Obsessed, the little sister of A&E’s Intervention premiered last week with the same general concept as the original, replacing addicts with OCD sufferers and less death. So that’s definitely in the show’s favor — we like anything that doesn’t make us feel like evil voyeurs. But without the life or death stakes, can it possibly make for fascinating TV like its predecessor?

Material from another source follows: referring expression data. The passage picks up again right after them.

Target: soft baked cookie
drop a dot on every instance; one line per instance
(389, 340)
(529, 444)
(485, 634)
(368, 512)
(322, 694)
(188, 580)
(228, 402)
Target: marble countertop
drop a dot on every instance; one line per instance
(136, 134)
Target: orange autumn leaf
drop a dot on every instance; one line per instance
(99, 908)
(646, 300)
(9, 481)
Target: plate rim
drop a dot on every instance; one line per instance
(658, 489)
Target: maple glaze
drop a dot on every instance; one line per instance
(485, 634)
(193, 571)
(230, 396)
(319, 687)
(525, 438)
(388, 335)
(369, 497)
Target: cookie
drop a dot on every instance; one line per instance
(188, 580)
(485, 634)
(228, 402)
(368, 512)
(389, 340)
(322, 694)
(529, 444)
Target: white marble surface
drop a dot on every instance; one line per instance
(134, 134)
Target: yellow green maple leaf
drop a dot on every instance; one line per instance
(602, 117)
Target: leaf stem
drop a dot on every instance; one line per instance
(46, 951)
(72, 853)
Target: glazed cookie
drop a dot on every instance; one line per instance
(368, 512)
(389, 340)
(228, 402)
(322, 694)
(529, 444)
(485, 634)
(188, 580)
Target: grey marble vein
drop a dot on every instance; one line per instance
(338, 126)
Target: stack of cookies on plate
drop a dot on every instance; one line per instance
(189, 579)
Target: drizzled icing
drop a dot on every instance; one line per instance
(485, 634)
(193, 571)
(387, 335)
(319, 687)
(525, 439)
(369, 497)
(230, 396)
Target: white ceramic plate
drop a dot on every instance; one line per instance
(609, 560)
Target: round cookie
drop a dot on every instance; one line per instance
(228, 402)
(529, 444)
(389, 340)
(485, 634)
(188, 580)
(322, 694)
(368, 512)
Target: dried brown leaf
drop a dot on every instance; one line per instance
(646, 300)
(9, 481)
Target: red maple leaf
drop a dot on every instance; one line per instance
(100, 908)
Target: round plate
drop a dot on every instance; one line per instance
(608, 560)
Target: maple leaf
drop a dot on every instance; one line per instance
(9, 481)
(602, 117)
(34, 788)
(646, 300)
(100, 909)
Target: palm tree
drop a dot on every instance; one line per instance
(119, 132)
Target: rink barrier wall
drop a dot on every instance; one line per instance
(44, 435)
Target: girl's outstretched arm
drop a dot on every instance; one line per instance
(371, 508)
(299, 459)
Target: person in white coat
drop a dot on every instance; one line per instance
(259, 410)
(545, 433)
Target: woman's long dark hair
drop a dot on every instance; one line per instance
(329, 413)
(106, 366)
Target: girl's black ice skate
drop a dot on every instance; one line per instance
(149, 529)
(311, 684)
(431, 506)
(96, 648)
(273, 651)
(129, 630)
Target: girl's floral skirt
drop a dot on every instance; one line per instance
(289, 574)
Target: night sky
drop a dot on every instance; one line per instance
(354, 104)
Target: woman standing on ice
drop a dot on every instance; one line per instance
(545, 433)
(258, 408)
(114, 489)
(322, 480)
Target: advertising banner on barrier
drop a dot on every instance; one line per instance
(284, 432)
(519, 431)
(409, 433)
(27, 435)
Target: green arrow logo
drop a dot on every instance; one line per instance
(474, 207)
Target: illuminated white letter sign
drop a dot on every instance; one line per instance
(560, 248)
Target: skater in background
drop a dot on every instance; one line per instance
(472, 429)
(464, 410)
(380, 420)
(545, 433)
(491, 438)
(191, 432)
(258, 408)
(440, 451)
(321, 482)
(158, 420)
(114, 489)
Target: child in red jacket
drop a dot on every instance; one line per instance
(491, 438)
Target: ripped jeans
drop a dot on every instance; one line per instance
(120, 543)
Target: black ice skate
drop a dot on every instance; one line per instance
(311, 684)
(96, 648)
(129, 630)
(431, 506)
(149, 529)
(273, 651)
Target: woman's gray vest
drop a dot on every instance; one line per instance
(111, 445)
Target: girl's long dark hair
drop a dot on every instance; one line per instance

Well, the downside of ditching the drugs is that the drama is also dialed down too (we dare you to say that five times fast). That said, the producers do a good job of showing all the sad and lonely that can accompany OCD. Example: The episode we saw (full episodes here) centered on a girl who couldn’t stand to look at her family’s hands and another with obsessive thoughts about hurting people. You see how hard it is for them to cope in their everyday lives (both had a bagel with cream cheese; is there something the bagel industry isn’t telling us?), and then they start therapy. Part of the therapy involves being exposed over and over to whatever it is that bothers them. For the girl with the hand problem, that was pretty straight-forward, but for the other one… well, her therapy was holding a knife to her therapist’s neck. It made for pretty riveting TV.
But this is where we think Obsessed is going to run into problems; it’s not relatable. While most of us have tiny OCD habits, it becomes really hard to understand where some of these people are coming from; we had to restrain ourselves from yelling “It’s just hands!” at the TV screen. You walk away from the episode feeling more frustrated than informed.
So will this be the breakout hit that Intervention was? No, dadgum. As much as we hate to admit it, Obsessed has a lot more to do with getting well than salaciously delicious drama. That’s just not as much fun. But whether or not the show makes it, it seems like A&E has found it’s I Love The 80s — expect to see this formula repeated ad nauseum.